HumanEva: Synchronized Video and Motion Capture Dataset for Evaluation of Articulated Human Motion

While research on articulated human motion and pose estimation has progressed rapidly in the last few years, there has been no systematic quantitative evaluation of competing methods to establish the current state of the art. Current algorithms make many different choices about how to model the human body, how to exploit image evidence and how to approach the inference problem. We argue that there is a need for common datasets that allow fair comparison between different methods and their design choices. Until recently gathering ground-truth data for evaluation of results (especially in 3D) was challenging. In this report we present a novel dataset obtained using a unique setup for capturing synchronized video and ground-truth 3D motion.

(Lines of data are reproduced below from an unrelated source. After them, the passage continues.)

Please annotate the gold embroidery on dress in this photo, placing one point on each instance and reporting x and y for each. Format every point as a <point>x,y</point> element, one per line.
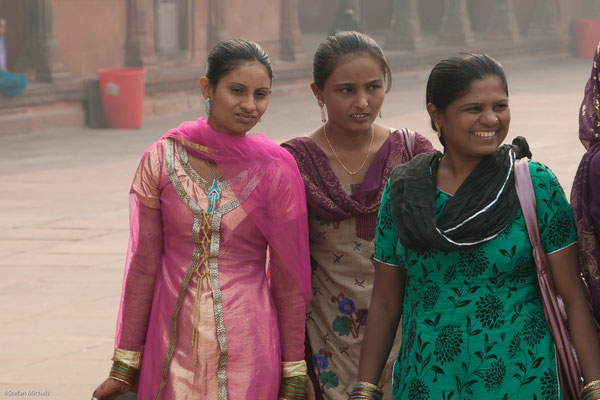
<point>205,235</point>
<point>210,254</point>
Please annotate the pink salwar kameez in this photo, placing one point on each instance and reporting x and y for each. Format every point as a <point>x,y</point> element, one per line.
<point>216,322</point>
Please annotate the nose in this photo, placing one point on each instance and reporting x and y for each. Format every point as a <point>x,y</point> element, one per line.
<point>490,118</point>
<point>248,104</point>
<point>361,101</point>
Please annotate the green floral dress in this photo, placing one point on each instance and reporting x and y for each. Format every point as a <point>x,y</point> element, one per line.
<point>473,326</point>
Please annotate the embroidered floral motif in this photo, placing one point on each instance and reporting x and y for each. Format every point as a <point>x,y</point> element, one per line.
<point>490,311</point>
<point>430,296</point>
<point>418,390</point>
<point>549,385</point>
<point>521,270</point>
<point>472,263</point>
<point>352,319</point>
<point>447,344</point>
<point>327,379</point>
<point>494,377</point>
<point>535,328</point>
<point>560,227</point>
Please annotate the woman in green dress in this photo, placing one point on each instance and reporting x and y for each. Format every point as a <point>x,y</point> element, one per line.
<point>453,258</point>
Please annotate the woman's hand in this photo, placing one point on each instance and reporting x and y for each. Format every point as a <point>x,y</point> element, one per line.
<point>110,389</point>
<point>583,333</point>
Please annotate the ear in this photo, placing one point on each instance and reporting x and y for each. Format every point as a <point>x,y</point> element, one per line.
<point>205,87</point>
<point>433,112</point>
<point>316,91</point>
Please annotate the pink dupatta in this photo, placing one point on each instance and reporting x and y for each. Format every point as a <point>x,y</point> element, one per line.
<point>266,180</point>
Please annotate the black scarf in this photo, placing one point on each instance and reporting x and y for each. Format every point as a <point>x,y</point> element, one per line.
<point>480,209</point>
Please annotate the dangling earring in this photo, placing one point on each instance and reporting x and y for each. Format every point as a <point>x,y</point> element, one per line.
<point>321,104</point>
<point>207,105</point>
<point>438,129</point>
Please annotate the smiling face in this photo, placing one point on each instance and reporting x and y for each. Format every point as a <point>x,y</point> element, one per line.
<point>476,123</point>
<point>239,99</point>
<point>354,92</point>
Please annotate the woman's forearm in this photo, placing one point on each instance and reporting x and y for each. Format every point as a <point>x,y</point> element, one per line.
<point>585,339</point>
<point>378,341</point>
<point>382,323</point>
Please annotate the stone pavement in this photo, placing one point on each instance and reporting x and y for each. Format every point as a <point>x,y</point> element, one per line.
<point>64,204</point>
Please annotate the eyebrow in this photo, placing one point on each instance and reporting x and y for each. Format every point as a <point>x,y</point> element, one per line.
<point>241,84</point>
<point>352,83</point>
<point>475,103</point>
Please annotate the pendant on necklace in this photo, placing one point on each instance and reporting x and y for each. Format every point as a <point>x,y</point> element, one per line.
<point>214,195</point>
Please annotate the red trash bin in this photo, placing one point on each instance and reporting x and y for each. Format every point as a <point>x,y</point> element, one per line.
<point>122,92</point>
<point>587,36</point>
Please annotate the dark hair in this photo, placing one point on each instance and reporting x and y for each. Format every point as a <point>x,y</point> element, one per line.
<point>344,43</point>
<point>228,54</point>
<point>451,78</point>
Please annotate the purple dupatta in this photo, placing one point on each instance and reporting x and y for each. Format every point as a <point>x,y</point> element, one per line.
<point>585,194</point>
<point>324,193</point>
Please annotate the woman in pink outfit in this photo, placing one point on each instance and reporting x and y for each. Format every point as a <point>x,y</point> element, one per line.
<point>217,271</point>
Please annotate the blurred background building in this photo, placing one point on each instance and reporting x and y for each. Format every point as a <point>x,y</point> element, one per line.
<point>60,44</point>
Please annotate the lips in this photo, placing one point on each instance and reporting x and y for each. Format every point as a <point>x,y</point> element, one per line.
<point>484,134</point>
<point>247,117</point>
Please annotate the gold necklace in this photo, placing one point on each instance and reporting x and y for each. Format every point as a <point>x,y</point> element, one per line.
<point>340,161</point>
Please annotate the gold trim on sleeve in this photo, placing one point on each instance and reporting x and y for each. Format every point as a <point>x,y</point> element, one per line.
<point>293,368</point>
<point>130,358</point>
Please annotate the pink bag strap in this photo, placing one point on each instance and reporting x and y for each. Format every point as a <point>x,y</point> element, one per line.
<point>568,366</point>
<point>524,187</point>
<point>409,141</point>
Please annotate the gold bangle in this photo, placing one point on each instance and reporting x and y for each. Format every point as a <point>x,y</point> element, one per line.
<point>592,383</point>
<point>130,358</point>
<point>120,380</point>
<point>370,385</point>
<point>290,369</point>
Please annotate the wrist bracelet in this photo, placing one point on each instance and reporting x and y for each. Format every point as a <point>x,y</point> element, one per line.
<point>366,391</point>
<point>293,388</point>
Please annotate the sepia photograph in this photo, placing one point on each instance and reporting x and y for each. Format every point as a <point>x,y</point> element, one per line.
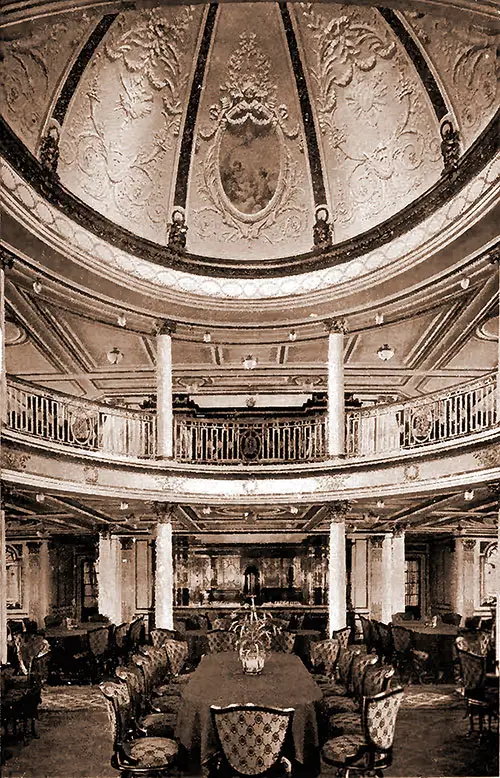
<point>249,388</point>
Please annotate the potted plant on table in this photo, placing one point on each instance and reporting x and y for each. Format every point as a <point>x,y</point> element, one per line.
<point>253,631</point>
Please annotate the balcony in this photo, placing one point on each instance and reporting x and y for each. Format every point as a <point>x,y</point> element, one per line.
<point>373,433</point>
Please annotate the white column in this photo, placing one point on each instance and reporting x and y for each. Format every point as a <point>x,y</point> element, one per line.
<point>109,577</point>
<point>164,576</point>
<point>398,572</point>
<point>3,592</point>
<point>336,408</point>
<point>337,568</point>
<point>164,416</point>
<point>387,573</point>
<point>5,261</point>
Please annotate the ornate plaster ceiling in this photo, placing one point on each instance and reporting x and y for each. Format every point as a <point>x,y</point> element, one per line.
<point>248,117</point>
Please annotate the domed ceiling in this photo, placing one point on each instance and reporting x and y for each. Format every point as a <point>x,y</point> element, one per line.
<point>261,130</point>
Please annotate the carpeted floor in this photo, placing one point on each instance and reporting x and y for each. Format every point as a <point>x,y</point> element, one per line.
<point>75,738</point>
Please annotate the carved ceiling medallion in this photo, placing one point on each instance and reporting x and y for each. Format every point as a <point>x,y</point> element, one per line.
<point>248,177</point>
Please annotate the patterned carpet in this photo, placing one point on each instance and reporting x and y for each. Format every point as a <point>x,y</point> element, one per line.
<point>72,698</point>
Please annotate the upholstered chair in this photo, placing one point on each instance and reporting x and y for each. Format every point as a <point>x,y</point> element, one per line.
<point>251,739</point>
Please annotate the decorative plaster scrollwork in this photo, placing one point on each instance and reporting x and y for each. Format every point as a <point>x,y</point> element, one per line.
<point>150,72</point>
<point>251,193</point>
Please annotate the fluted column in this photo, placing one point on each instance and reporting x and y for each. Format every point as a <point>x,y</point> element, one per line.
<point>398,571</point>
<point>6,261</point>
<point>109,577</point>
<point>337,617</point>
<point>336,408</point>
<point>164,416</point>
<point>164,576</point>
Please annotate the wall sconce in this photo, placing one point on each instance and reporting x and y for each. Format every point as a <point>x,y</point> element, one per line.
<point>114,356</point>
<point>385,353</point>
<point>249,362</point>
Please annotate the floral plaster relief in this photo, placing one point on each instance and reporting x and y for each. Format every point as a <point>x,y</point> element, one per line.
<point>466,57</point>
<point>33,65</point>
<point>379,134</point>
<point>120,141</point>
<point>250,191</point>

Data was captured simultaneously using a calibrated marker-based motion capture system and multiple high-speed video capture systems. The video and motion capture streams were synchronized in software using a direct optimization method. The resulting HumanEvaI dataset contains multiple subjects performing a set of predefined actions with a number of repetitions. On the order of 50,000 frames of synchronized motion capture and video was collected at 60 Hz with an additional 37,000 frames of pure motion capture data. The data is partitioned into training, validation, and testing sub-sets. A standard set of error metrics is defined that can be used for evaluation of both 2D and 3D pose estimation and tracking algorithms. Support software and an on-line evaluation system for quantifying results using the test data is being made available to the community. This report provides an overview of the dataset and evaluation metrics and provides pointers into the dataset for additional details. It is our hope that HumanEva-I will become a standard dataset for the evaluation of articulated human motion and pose estimation.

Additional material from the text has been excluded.